Agribusiness

WHY WE PREPARE OUR STUDENTS FOR FARMING, BY FUNAAB VC

The Vice Chancellor of the Federal University of Agriculture, Abeokuta (FUNAAB), Professor Kolawole Salako, has revealed that the university has been translating theories into practical agricultural businesses to effectively realise its mandate of training the highest level of manpower for the all-important agricultural sector.

The need to establish a town and gown relationship and correct the negative impression that the academia is not in touch with the realities of the society is a strong motivation for the university, he added.

Training students without practical agribusiness orientations would amount to a waste of time, he explained, and that students of the varsity are thoroughly taken through theoretical and practical agriculture to positively build the manpower required across the sector so the nation could be fed and become food-secure.

The university also operates a cashew processing unit, where it processes cashew nuts into edible nuts packaged in bottles.
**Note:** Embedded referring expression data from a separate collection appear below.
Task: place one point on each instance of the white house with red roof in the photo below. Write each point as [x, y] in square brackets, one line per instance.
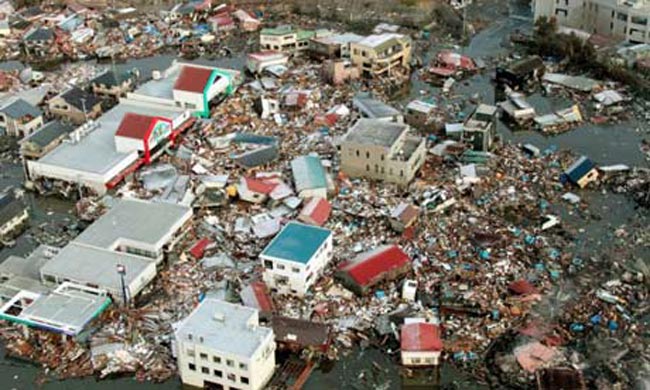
[420, 342]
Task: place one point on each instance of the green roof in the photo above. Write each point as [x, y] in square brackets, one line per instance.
[297, 242]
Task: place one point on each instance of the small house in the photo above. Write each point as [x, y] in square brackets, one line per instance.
[75, 105]
[387, 262]
[420, 342]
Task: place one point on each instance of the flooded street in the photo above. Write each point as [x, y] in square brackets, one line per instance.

Over 60 hectares of cashew farmland supply the nuts needed in the factory and the remaining nuts are often sold to exporters.

The oil palm processing section of the university is supplied fresh palm fruits from over 30 hectares of the palm trees plantation, and these are processed into edible palm oil and sold to the academic community and the public.

The enterprises, Professor Salako explained, are expandable and are prototypes of how small and medium-scale agro-businesses should be modelled, and that the university had been transferring the art and sciences of these businesses either through the students or entrepreneurs taking up the models. The university says it is ready to empower more Nigerians with such to increase food production, value addition, job creation and poverty alleviation.

Its bakery products are said to be over-demanded, and that plans are on to expand daily production of loaves to cater for the surging demand from students, the members of staff and the public.

Most of the innovative agribusinesses are results of research activities carried on by the members of the academia and with resource support from donors and the government, Salako explains.

FUNAAB Alpha chicken breed, the don added, attains over 2.5kg in eight weeks, with low mortality rate, excellent feed conversion economy and disease resistance. Also, the university Alpha layer breed lays about 250 eggs yearly, outperforming the imported exotic breeds, which lay about 220 eggs per annum.